Este apelo enquadra-se numa perspetiva europeia da mobilidade dos cidadãos e dos mercados de trabalho, em que estes não são de nenhum estado membro em específico, mas sim cidadãos europeus. Logo, no espaço comunitário não há emigrantes, apenas trabalhadores que encontraram as suas oportunidades dentro da União Europeia no contexto da liberdade de circulação. Se verificarmos os casos que se acumulam de portugueses vítimas de exploração laboral, trabalho clandestino e até trabalho escravo em muitos países da Europa, sem que os organismos europeus intervenham (problemas que se verificam em Portugal com naturais de outros países que aqui chegam para trabalhar), percebemos a quem essa concessão da mobilidade serve – o capital. Associado a isto, o apelo do governo português reveste-se de outro aspeto: é que as taxas de desemprego diminuem na direta proporção em que aumenta o número de emigrantes.
São constantes os problemas dos cidadãos que chegam a outros países sem situações definidas o que origina enormes dificuldades como foi o caso dos portugueses que tiveram que dormir nas ruas. Recentemente os conselheiros das comunidades e outros emigrantes alertaram para a falta de apoio que os novos emigrantes sentem nos países de acolhimento, decorrente do défice de técnicos nos serviços consulares, nomeadamente da área social, que prestem esses serviços. Mas também as dificuldades das famílias que emigram com crianças que se integram em sistemas de ensino de países dos quais não conhecem a língua e que deveriam merecer uma atenção redobrada das entidades oficiais, ainda mais quando o sistema de Ensino de Português no Estrangeiro está a ser destruído.
É o próprio Secretário de Estado das Comunidades Portuguesas que admite que há consulados em situações muito difíceis de carência de pessoal. Quando o Secretário de Estado admite a existência do problema leva-nos a suspeitar que a sua dimensão terá grande extensão.
O PCP não concebe que o governo faça um apelo para a emigração, que milhares de portugueses sejam obrigados pelas políticas do governo a sair do país em procura melhores condições de vida e o Estado português não tenha capacidade ou vontade de adequar os seus serviços externos à realidade em mudança no seio das comunidades portuguesas no estrangeiro.
Os emigrantes não podem servir apenas para o governo se regozijar com o aumento das remessas financeiras, usadas abusivamente para atestar supostos apoios às suas políticas. Os emigrantes têm de ser tratados como portugueses de pleno direito e isto requer outra atenção por parte do Estado português.

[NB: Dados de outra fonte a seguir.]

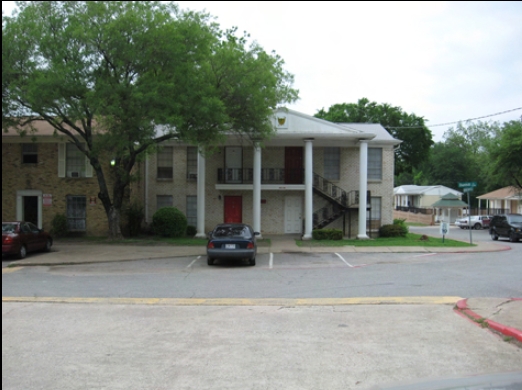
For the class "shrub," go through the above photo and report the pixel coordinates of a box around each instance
[152,207,187,237]
[50,214,69,237]
[312,229,343,240]
[379,224,408,237]
[187,225,198,237]
[126,203,144,237]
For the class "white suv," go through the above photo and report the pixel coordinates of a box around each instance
[455,215,491,230]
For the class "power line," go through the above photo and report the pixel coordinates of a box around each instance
[384,107,522,129]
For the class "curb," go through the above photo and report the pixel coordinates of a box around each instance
[455,298,522,343]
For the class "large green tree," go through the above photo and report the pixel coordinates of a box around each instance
[315,98,433,176]
[2,1,297,238]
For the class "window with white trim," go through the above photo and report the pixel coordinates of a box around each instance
[22,143,38,164]
[324,147,341,180]
[368,148,382,180]
[67,195,87,232]
[156,195,174,210]
[187,146,198,180]
[187,195,198,226]
[157,146,174,179]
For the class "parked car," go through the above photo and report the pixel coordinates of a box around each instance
[207,223,259,265]
[455,215,491,230]
[489,214,522,242]
[2,221,53,259]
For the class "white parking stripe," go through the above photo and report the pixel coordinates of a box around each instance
[187,256,201,268]
[336,253,353,268]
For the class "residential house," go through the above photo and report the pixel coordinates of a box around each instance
[477,186,522,214]
[393,185,462,224]
[2,121,109,235]
[133,109,400,239]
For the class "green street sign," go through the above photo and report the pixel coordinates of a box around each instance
[459,181,477,188]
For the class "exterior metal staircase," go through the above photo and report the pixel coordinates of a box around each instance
[313,173,370,229]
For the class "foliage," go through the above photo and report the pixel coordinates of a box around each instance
[489,120,522,190]
[152,207,187,237]
[50,213,69,237]
[126,203,145,237]
[2,1,297,238]
[315,98,433,177]
[187,225,198,237]
[379,224,408,237]
[312,229,343,240]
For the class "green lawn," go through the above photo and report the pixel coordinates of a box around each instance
[296,233,476,247]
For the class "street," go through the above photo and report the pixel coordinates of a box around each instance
[2,228,522,389]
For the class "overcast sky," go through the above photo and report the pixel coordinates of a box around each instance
[2,1,522,141]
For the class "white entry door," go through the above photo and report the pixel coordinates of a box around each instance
[285,196,303,233]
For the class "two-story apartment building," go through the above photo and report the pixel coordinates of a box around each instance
[2,121,108,235]
[133,109,400,239]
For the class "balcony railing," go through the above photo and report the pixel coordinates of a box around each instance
[217,168,304,184]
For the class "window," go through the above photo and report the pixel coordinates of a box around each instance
[22,144,38,164]
[187,195,198,226]
[324,148,341,180]
[187,146,198,180]
[368,148,382,180]
[156,195,173,210]
[65,144,85,177]
[67,195,87,232]
[157,146,174,179]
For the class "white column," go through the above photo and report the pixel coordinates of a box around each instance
[303,139,314,240]
[252,141,262,238]
[196,150,207,238]
[357,141,369,240]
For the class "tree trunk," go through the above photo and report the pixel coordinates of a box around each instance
[107,207,123,240]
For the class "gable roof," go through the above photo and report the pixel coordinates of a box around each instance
[477,186,522,199]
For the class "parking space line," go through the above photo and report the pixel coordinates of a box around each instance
[186,256,201,268]
[336,253,353,268]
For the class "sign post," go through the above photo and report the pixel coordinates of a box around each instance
[459,181,477,245]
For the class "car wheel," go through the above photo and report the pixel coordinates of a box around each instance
[18,245,27,259]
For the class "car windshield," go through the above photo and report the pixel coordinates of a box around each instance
[2,223,16,233]
[213,226,251,238]
[509,215,522,223]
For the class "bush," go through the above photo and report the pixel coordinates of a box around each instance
[50,214,69,237]
[379,224,408,237]
[187,225,198,237]
[312,229,343,240]
[152,207,187,237]
[126,203,144,237]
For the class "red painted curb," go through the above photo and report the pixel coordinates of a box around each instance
[456,298,522,342]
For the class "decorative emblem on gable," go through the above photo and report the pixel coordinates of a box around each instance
[276,114,288,129]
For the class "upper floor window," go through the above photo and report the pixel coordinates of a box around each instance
[58,143,92,177]
[368,148,382,180]
[187,146,198,180]
[324,148,341,180]
[156,146,174,179]
[22,143,38,164]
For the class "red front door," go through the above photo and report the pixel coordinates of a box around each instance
[285,147,303,184]
[225,196,243,223]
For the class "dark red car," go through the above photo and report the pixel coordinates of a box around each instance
[2,222,53,259]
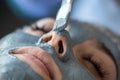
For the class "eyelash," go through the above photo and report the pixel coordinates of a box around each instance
[83,56,108,78]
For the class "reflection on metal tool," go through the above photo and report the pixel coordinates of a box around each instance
[53,0,73,31]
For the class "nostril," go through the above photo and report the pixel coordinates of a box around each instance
[58,40,64,55]
[42,35,52,42]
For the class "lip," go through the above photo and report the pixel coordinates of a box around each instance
[13,47,62,80]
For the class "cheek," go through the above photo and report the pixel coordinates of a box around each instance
[73,45,116,80]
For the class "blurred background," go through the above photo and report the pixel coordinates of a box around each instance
[0,0,120,38]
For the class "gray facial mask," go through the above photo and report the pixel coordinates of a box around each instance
[0,30,95,80]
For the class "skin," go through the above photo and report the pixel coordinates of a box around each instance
[0,18,117,80]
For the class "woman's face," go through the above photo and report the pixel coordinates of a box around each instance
[0,19,117,80]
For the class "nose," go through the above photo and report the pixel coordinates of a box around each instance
[41,32,67,58]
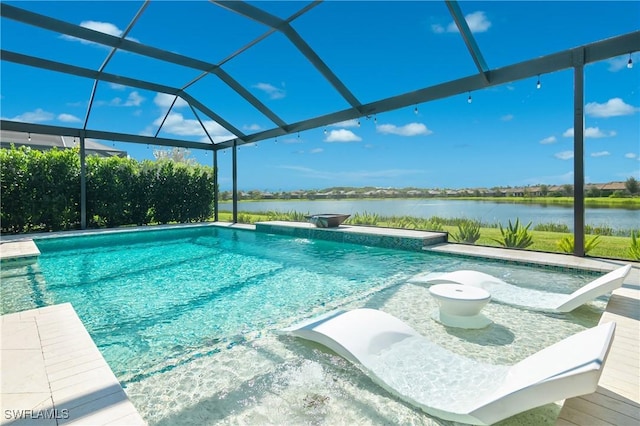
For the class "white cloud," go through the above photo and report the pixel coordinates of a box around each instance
[252,83,287,99]
[376,123,433,136]
[123,90,144,106]
[431,24,444,34]
[324,129,362,142]
[331,118,360,127]
[61,21,138,47]
[540,136,557,145]
[280,136,302,144]
[431,11,491,34]
[554,151,573,160]
[153,112,234,143]
[153,93,189,109]
[584,98,640,117]
[58,114,82,123]
[11,108,54,123]
[562,127,617,139]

Assim, nos termos da alínea b) do artigo 156.º e do n.º 5 do artigo 166.º da Constituição da República Portuguesa, a Assembleia da República resolve recomendar ao Governo que:
1. Realize uma avaliação da rede consular quanto à sua cobertura e capacidade de resposta tendo em conta os fluxos migratórios e as alterações que os mesmos introduzem nas comunidades emigrantes;
2. Reforce os serviços consulares com os recursos humanos e técnicos necessários, nomeadamente na área social, para que possam dar resposta à solicitação crescente e ao aumento da necessidade de acompanhamento e integração dos cidadãos portugueses que chegam à emigração;
3. Apoie no plano jurídico os emigrantes que trabalhem com vínculos precários e promova medidas de combate à emigração ilegal e tráfico de seres humanos;
4. Crie mecanismos que permitam uma ágil comunicação entre os serviços existentes na administração central que, com competência em matérias relevantes para as comunidades portuguesas no estrangeiro, permitam eficácia na prestação dos serviços.